這樣的話無異於在往秦大川的心裡捅刀子,尤其是在他剛數落完秦懷恩之後。
見秦大川臉上變了顏色,殷氏心中徹底出了口惡氣,又接機挑撥道,“看來清霜這回不僅是留下了,還被人當祖宗供起來了,你們父子倒是真有手段!”
“你……”秦大川氣得全身直哆嗦,可就在這時,藥童從秦懷恩那裡出來,一個人走到正房前,高聲問,“秦老爺,那藥油可還要?”
秦大川只得硬生生地忍下這口氣,咬牙切齒地說,“要,你還不快進來?!”他現在無比慶幸秦懷仁攛掇他買了這藥油,若不然的話,他真是丟不起這人——秦懷恩在那裡花錢如流水,他卻連平日裡用的藥都算計。

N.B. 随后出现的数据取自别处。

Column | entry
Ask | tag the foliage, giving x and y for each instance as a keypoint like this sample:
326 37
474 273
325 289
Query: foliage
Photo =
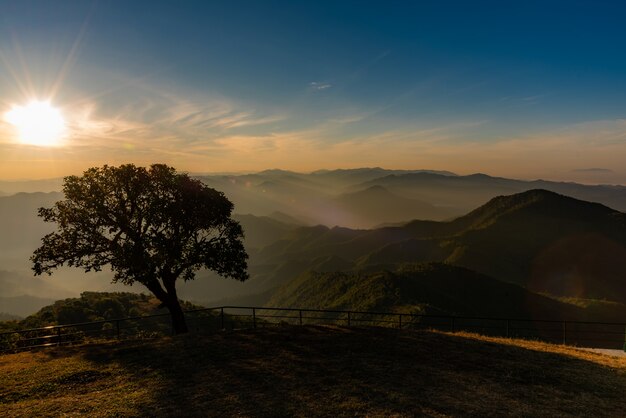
150 226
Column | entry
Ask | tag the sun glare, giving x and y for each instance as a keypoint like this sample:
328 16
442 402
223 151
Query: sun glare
37 123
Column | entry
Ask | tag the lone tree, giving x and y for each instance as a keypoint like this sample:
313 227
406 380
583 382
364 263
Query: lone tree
151 225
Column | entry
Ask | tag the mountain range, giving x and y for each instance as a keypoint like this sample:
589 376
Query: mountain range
539 240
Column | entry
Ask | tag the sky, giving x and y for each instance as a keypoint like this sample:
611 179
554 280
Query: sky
515 89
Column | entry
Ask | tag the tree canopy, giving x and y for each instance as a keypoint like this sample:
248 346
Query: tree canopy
150 225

藥童在堂屋裡將藥油遞給了殷氏,殷氏看向秦大川,秦大川很想讓殷氏先把銀子給了,可又怕殷氏說出什麼不好聽的來,再丟人現眼,只得一瘸一拐地進內室去取銀子,出來時,只見藥童滿臉的不耐煩,剛想張口問兩句秦懷恩的事,藥童已接過銀子一溜煙地跑遠了。
殷氏也趁機又躲了出去。
屋子裡,秦大川臉上陰晴不定,恨不得將手裡的藥油攥出水來,秦懷恩手裡那筆不知多少又弄不到手的銀子,猶如尖刺般在他心裡紮下了根,讓他痛得快要嘔血了。
外面的雨還沒停,秦懷恩便支了小藥爐在灶房裡熬藥,藥還沒熬好,睿兒就醒了,因為到了吃午飯的時辰,而睿兒與其說是餓醒的,還不如說是被雞湯的香味兒給喚醒的。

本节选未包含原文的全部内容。